Azure Monitor best practices: Cost management

This article provides guidance on reducing your cloud monitoring costs by implementing and managing Azure Monitor in the most cost-effective manner. It explains how to take advantage of cost-saving features to help ensure that you're not paying for data collection that provides little value. It also provides guidance for regularly monitoring your usage so that you can proactively detect and identify sources responsible for excessive usage.

Understand Azure Monitor charges

You should start by understanding the different ways that Azure Monitor charges and how to view your monthly bill. See Azure Monitor cost and usage for a complete description and the different tools available to analyze your charges.

Configure workspaces

You can start using Azure Monitor with a single Log Analytics workspace by using default options. As your monitoring environment grows, you'll need to make decisions about whether to have multiple services share a single workspace or create multiple workspaces.
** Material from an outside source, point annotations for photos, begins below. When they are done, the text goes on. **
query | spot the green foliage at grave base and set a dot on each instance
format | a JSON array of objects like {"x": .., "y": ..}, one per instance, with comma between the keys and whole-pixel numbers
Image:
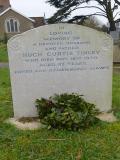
[
  {"x": 66, "y": 111},
  {"x": 3, "y": 53}
]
You want to evaluate configuration options that allow you to reduce your monitoring costs.

Configure pricing tier or dedicated cluster

By default, workspaces will use pay-as-you-go pricing with no minimum data volume. If you collect enough amount of data, you can significantly decrease your cost by using a commitment tier. You commit to a daily minimum of data collected in exchange for a lower rate.

Dedicated clusters provide more functionality and cost savings if you ingest at least 500 GB per day collectively among multiple workspaces in the same region. Unlike commitment tiers, workspaces in a dedicated cluster don't need to individually reach 500 GB.

See Azure Monitor Logs pricing details for information on commitment tiers and guidance on determining which is most appropriate for your level of usage. See Usage and estimated costs to view estimated costs for your usage at different pricing tiers.

Optimize workspace configuration

As your monitoring environment becomes more complex, you'll need to consider whether to create more Log Analytics workspaces. This need might surface as you place resources in more regions or as you implement more services that use workspaces such as Microsoft Sentinel and Microsoft Defender for Cloud.

There can be cost implications with your workspace design, most notably when you combine different services such as operational data from Azure Monitor and security data from Microsoft Sentinel. For a description of these implications and guidance on determining the most cost-effective solution for your environment, see:

Configure tables in each workspace

Except for tables that don't incur charges, all data in a Log Analytics workspace is billed at the same rate by default. You might be collecting data that you query infrequently or that you need to archive for compliance but rarely access. You can significantly reduce your costs by optimizing your data retention and archiving and configuring Basic Logs.

Configure data retention and archiving

Data collected in a Log Analytics workspace is retained for 31 days at no charge. The time period is 90 days if Microsoft Sentinel is enabled on the workspace. You can retain data beyond the default for trending analysis or other reporting, but there's a charge for this retention.

Your retention requirement might be for compliance reasons or for occasional investigation or analysis of historical data. In this case, you should configure Archived Logs, which allows you to retain data for up to seven years at a reduced cost. There's a cost to search archived data or temporarily restore it for analysis. If you require infrequent access to this data, this cost is more than offset by the reduced retention cost.

You can configure retention and archiving for all tables in a workspace or configure each table separately. The options allow you to optimize your costs by setting only the retention you require for each data type.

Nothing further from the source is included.